From a soon to be published internal documentation:

Orthogonalized shock to shock_x:

Bayesian IRF plot generated by the bayesian_irf-option of the estimation-command. It is stored in the Output-subfolder. Generally, these IRFs are similar to the ones displayed with stoch_simul and use the same orthogonalization scheme. The main difference is that the stoch_simul-IRFs are computed at the calibrated parameter combination, while the Bayesian IRFs are the mean impulse responses (not to be confused with the IRFs at the mean). The gray shaded areas provide highest posterior density intervals (Highest Posterior Density Interval (HPDI)). If you want to compute classical IRFs after estimation, use stoch_simul after estimation as the latter will set the parameters to the posterior mode/mean, depending on whether you use maximum likelihood or Bayesian estimation. More information can be found in Adjemian, Bastani, Juillard, Karamé, Mihoubi, Perendia, Pfeifer, Ratto, and Villemot (2011)

Note that in your case the IFRs will go back to 0 if you increase the time horizon.

Update: The documentation is now available as Pfeifer (2014): An Introduction to Graphs in Dynare at sites.google.com/site/pfeiferecon/dynare

Thanks man!

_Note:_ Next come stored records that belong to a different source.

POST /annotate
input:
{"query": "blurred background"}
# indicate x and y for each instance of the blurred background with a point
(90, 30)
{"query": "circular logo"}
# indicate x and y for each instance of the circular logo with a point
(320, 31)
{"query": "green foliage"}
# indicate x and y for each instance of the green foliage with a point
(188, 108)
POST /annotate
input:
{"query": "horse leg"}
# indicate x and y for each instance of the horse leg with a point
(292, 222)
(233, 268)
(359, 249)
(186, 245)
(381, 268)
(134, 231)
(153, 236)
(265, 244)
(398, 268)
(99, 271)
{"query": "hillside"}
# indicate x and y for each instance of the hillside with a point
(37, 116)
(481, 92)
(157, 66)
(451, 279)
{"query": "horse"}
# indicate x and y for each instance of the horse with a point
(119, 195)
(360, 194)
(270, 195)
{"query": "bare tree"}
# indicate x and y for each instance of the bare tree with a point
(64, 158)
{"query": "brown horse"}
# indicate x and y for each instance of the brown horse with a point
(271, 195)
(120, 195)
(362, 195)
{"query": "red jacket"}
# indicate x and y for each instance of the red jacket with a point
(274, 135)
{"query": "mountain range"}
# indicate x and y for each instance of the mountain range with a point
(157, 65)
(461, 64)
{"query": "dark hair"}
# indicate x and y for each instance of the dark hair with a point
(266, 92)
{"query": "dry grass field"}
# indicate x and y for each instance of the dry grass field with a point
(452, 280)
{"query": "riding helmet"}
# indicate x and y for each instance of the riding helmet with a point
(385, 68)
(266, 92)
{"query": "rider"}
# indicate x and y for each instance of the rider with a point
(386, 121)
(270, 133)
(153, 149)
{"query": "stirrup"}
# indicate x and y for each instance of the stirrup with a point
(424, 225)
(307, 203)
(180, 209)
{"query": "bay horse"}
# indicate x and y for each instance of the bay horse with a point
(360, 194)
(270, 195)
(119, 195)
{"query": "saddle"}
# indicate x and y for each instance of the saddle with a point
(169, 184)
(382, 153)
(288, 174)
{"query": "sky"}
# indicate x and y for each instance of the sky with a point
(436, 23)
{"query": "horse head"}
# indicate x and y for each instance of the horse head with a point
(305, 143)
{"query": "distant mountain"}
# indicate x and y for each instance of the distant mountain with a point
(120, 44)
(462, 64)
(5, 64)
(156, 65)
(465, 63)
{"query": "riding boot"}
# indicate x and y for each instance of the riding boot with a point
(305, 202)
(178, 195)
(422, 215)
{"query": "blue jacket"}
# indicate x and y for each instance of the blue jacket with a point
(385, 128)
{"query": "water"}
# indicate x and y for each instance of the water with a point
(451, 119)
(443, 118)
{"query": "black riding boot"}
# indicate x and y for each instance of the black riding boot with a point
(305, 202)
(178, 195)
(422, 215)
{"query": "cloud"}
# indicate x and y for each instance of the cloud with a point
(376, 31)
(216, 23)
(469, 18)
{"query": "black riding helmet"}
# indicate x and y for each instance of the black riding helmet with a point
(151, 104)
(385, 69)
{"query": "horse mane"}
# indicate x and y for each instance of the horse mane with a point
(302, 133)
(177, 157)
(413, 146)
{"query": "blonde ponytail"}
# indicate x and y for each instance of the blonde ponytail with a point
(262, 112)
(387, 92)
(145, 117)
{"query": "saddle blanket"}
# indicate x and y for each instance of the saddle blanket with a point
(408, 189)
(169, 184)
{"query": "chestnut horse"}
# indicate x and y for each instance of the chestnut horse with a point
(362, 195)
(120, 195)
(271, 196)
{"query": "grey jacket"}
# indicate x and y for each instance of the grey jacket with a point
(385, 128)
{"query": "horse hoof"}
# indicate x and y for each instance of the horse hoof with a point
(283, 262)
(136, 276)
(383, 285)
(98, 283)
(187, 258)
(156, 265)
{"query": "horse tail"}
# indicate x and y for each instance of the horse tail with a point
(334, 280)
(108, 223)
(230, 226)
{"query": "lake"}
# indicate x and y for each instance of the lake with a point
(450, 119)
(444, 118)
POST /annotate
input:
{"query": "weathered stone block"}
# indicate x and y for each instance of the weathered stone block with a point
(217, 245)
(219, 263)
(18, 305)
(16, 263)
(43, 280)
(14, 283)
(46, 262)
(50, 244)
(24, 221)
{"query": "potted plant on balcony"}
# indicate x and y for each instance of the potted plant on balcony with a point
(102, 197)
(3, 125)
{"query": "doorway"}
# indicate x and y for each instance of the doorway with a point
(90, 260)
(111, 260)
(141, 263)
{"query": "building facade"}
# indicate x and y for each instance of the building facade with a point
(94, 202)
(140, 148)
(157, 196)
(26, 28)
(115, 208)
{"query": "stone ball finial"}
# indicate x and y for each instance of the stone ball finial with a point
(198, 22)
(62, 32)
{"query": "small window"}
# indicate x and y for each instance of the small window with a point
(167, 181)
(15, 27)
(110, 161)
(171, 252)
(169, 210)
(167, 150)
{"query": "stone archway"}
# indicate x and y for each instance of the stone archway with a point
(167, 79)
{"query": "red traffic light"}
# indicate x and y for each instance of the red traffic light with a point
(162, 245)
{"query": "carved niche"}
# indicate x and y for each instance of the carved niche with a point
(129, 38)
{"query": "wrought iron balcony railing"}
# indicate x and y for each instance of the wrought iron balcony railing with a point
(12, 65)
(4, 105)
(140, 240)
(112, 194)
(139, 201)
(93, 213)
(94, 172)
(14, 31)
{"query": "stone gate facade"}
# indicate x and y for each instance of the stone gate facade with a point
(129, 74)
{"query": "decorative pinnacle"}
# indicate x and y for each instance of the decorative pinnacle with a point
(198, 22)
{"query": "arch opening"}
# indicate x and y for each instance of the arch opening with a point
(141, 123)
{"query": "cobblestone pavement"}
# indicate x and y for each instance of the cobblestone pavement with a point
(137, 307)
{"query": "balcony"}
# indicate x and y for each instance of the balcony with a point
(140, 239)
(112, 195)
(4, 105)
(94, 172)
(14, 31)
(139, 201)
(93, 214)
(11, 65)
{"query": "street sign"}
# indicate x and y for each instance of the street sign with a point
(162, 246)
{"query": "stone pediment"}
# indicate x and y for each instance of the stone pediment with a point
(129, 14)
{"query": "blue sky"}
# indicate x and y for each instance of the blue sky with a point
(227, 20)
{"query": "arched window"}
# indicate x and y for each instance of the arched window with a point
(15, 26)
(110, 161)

This is a really helpful documentation!!

do these graph show the explosivness?

If so, what should I do?

dsge_mada_debt1_Bayesian_IRF_etaa_1.fig (163.7 KB)

If I want to run a stoch simul by replacing all parameters value by those generated by the estimated (bayesian estimation)…How should I proceed? I do not want to pick each parameter value one by one, It will waste my time.

I mean to use code like <load… > and to it automatically

Thanks in advance

(1) With posterior mode

1a. If you aleady have a filename_mode file available, you first load the mode file using the estimation(datafile=…, mode_file=filename_mode, mh_replics=0) option and then do a stoch_simul right after the estimation command.

1b. If you dont have a mode file available, just do the estimation without implementing MCMC, and then do the stoch_simul

(2) With posterior mean

Do stoch_simul after the estimation command which implements MCMC (mh_replics>0)

Cheers

Reuben

yes, I already have the mode file so I do not want to run again the MCMC procedure (so time consuming). I just need the bayesian IRF for the stoch simul…If I understand <mh_replic=0> in estimation command do it .

Now, I need your aid in order to treat the explosiveness of my model variable. What tips should you suggest in such case?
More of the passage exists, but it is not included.